Objective: In this study, I provide initial quantitative evidence on the prevalence and impact of public school district secessions in a national context. I make three key contributions. First, I identify districts that seceded over the past two decades, relating patterns of secession to state policies. Second, I document racial/ethnic and socioeconomic differences between seceding districts and the districts they left behind, focusing on the differential dynamics of secession in the South. Finally, I examine the impact of secession on the level and geographic distribution of segregation across and between districts.
Research Design: I use geospatial techniques to identify 54 public school district secessions that occurred between 1995–96 and 2015–16, using school district boundaries as reported by the Census Bureau via the School District Review Program. I compare seceding districts to the original district from which they seceded in terms of racial/ethnic and socioeconomic characteristics. I estimate the impact of secession on segregation via interrupted time series models using annual measures of segregation calculated from the National Center for Education Statistics Common Core of Data.
Findings: Since 1995, dozens of districts across the country have successfully seceded.
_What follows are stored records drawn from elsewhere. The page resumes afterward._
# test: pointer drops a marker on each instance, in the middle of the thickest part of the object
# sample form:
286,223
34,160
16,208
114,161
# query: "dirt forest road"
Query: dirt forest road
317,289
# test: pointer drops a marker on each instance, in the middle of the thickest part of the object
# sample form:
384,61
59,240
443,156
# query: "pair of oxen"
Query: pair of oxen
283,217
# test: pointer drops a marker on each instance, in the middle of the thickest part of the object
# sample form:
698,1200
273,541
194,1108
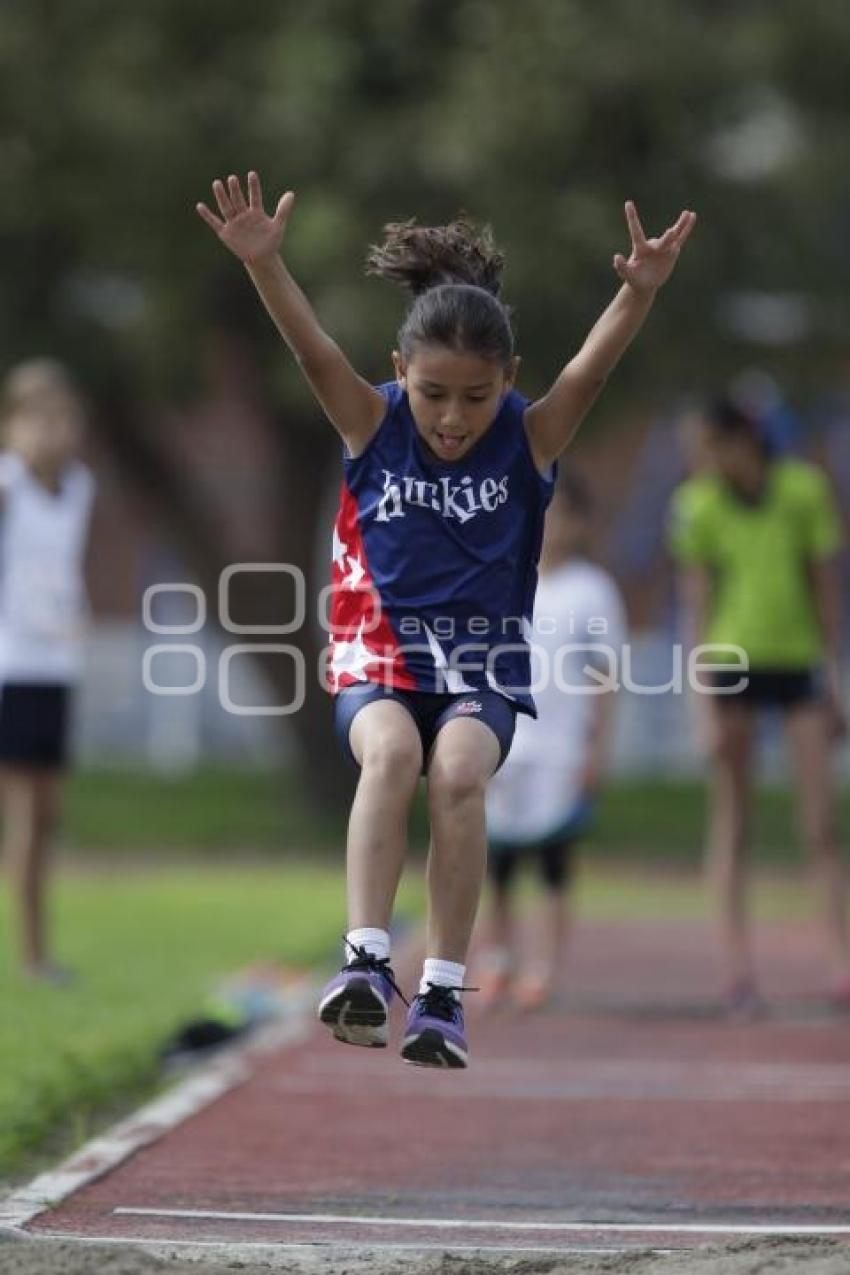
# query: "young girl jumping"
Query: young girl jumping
447,472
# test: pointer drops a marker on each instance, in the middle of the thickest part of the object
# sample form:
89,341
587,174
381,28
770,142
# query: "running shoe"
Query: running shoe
356,1002
435,1032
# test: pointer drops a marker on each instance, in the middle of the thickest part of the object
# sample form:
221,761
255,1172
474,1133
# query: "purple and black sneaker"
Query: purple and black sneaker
435,1032
356,1002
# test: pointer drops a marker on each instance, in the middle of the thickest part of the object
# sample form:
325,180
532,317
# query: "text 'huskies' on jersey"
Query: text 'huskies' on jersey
432,548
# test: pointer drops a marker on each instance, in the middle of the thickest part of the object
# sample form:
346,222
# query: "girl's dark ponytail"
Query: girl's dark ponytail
454,273
424,256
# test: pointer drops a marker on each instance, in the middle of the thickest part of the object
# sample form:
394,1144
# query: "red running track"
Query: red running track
630,1116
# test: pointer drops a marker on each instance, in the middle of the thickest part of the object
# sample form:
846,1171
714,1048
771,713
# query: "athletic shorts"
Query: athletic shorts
771,689
430,713
35,724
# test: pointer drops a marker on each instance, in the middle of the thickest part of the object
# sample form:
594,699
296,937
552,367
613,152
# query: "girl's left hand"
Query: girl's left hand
651,260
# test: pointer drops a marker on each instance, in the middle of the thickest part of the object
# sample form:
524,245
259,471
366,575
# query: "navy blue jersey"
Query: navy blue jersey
435,562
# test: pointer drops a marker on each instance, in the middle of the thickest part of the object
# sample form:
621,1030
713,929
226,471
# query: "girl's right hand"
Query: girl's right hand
245,227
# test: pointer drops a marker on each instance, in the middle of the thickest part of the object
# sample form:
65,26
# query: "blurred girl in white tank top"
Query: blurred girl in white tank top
45,506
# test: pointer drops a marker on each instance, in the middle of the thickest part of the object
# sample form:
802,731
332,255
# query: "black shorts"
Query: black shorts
771,689
35,724
430,712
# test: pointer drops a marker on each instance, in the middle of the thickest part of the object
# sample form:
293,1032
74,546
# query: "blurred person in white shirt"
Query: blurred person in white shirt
542,801
45,506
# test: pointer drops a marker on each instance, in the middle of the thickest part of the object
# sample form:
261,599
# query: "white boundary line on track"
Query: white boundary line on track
149,1123
319,1250
204,1086
673,1228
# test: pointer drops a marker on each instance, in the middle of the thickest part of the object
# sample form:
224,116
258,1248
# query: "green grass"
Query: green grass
149,933
236,810
148,947
213,808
Troublingly, secessions generally serve to worsen racial/ethnic and socioeconomic inequities: Seceding districts were smaller, Whiter, and more affluent on average than the districts from which they seceded. Secessions were also associated with significant increases in segregation after adjusting for prior segregation trends. Secessions in the South were particularly racialized in nature. Southern secessions tended to worsen already severe levels of Black–White segregation.
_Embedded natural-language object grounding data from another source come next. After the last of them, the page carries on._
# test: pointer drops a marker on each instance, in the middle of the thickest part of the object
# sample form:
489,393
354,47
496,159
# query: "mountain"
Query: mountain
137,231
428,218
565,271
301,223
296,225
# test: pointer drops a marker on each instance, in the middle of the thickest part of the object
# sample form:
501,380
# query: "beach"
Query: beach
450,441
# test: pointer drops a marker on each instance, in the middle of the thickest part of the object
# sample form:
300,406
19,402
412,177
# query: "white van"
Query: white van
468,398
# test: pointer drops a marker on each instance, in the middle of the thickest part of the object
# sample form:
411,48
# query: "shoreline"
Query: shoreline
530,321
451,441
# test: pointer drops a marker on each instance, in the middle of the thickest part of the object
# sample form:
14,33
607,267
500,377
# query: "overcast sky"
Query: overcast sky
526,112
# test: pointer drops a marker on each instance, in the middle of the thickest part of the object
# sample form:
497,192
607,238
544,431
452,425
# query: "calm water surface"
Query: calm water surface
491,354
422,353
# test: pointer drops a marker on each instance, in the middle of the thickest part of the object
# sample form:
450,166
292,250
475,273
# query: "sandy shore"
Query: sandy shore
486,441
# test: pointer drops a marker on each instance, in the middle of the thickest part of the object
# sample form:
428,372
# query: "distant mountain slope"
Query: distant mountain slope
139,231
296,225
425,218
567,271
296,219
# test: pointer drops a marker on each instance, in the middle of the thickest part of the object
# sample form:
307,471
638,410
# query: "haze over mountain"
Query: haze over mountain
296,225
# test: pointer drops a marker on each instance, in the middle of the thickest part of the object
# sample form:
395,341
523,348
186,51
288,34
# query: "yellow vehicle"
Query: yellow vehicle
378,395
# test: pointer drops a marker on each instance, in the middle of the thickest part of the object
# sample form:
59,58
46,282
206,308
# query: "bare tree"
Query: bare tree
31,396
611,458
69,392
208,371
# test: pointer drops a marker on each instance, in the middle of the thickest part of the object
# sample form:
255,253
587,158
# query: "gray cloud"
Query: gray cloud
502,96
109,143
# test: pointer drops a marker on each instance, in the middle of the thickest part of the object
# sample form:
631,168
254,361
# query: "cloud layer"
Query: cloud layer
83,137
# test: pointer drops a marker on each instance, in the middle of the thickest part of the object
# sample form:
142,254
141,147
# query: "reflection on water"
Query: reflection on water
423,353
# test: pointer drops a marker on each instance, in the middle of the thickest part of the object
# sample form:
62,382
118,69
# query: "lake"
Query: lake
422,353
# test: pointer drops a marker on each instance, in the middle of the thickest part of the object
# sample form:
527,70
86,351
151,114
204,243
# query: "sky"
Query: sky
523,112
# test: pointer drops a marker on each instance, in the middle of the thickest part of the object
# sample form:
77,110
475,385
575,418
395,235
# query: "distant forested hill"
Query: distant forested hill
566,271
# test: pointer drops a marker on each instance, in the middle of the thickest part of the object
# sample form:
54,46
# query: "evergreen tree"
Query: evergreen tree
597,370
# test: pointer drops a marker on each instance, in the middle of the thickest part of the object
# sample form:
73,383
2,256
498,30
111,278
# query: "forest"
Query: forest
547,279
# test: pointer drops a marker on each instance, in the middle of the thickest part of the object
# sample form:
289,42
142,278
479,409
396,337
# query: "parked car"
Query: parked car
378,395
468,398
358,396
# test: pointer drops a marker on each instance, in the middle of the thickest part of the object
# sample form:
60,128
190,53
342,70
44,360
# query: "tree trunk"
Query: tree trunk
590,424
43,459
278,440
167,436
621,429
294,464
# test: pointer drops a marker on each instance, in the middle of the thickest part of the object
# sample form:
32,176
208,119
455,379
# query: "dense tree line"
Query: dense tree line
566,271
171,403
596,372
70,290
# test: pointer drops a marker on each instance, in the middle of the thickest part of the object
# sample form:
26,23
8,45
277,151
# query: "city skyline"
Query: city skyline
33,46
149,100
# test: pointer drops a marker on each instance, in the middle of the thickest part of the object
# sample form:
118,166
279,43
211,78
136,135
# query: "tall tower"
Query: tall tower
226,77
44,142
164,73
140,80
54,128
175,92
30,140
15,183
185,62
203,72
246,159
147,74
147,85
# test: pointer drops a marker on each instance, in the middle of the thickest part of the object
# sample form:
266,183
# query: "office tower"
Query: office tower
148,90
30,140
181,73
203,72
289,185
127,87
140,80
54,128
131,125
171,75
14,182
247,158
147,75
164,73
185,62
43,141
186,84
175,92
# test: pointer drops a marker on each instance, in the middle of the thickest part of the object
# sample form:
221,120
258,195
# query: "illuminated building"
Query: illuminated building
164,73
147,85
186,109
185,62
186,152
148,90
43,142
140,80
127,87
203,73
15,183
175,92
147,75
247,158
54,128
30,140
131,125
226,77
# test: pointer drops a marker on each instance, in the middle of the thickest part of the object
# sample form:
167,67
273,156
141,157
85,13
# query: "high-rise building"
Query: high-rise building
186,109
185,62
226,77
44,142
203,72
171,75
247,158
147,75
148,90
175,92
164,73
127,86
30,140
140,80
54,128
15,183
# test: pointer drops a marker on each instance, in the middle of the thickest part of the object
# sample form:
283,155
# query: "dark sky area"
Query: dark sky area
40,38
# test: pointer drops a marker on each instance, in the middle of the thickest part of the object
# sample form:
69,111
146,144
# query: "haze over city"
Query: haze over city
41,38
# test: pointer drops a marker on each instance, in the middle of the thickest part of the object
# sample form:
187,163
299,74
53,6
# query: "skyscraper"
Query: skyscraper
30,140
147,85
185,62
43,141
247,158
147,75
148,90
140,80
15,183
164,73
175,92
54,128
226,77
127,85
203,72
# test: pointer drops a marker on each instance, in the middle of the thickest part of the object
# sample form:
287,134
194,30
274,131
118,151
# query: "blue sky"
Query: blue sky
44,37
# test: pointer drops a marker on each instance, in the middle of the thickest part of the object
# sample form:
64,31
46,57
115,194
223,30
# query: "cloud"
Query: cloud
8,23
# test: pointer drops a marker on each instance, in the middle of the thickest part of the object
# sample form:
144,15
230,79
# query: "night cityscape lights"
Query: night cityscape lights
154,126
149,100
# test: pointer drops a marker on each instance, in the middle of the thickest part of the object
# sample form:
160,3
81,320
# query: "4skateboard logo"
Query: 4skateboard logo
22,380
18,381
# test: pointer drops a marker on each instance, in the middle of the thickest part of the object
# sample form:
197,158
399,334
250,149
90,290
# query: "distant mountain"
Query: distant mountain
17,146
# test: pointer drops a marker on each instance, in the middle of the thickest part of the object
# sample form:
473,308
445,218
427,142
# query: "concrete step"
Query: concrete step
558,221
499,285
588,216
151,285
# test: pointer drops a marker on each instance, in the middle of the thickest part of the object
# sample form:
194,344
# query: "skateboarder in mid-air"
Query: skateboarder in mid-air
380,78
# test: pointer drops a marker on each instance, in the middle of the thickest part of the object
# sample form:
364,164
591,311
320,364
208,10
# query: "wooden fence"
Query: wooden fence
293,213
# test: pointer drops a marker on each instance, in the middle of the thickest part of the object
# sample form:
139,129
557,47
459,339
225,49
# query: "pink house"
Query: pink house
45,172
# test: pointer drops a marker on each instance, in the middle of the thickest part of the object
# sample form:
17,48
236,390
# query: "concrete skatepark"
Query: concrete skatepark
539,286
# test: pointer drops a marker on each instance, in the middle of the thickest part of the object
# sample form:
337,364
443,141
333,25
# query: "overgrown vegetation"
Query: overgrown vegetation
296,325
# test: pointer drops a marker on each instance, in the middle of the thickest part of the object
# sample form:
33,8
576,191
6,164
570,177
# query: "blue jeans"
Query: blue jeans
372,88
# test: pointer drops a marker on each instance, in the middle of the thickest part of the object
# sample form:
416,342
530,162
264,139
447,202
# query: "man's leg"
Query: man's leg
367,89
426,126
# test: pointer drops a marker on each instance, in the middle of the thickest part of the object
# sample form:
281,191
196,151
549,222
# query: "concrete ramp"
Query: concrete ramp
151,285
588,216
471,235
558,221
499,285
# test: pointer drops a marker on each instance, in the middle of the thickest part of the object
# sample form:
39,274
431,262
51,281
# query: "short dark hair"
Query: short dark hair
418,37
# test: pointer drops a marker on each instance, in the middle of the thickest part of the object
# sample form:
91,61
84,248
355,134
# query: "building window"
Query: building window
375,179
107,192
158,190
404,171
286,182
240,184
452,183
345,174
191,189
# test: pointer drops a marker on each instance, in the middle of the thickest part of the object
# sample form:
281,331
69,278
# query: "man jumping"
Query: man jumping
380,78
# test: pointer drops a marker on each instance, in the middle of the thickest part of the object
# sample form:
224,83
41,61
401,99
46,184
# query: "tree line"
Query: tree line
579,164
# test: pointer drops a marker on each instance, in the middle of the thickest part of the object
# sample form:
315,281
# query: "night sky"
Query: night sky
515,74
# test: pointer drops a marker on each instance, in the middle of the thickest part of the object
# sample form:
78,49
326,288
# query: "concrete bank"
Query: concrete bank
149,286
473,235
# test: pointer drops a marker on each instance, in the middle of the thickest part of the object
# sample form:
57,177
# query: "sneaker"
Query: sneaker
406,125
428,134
Conclusions: School district secessions constitute an increasingly popular and controversial mechanism of school district reorganization. Results suggest that district secessions, often framed in a race-neutral language of localism, serve to worsen inequalities by race and class. However, only a handful of secessions occurred in states that require analysis of the racial/ethnic and/or socioeconomic impacts, suggesting that policies may be effective in curtailing such practices.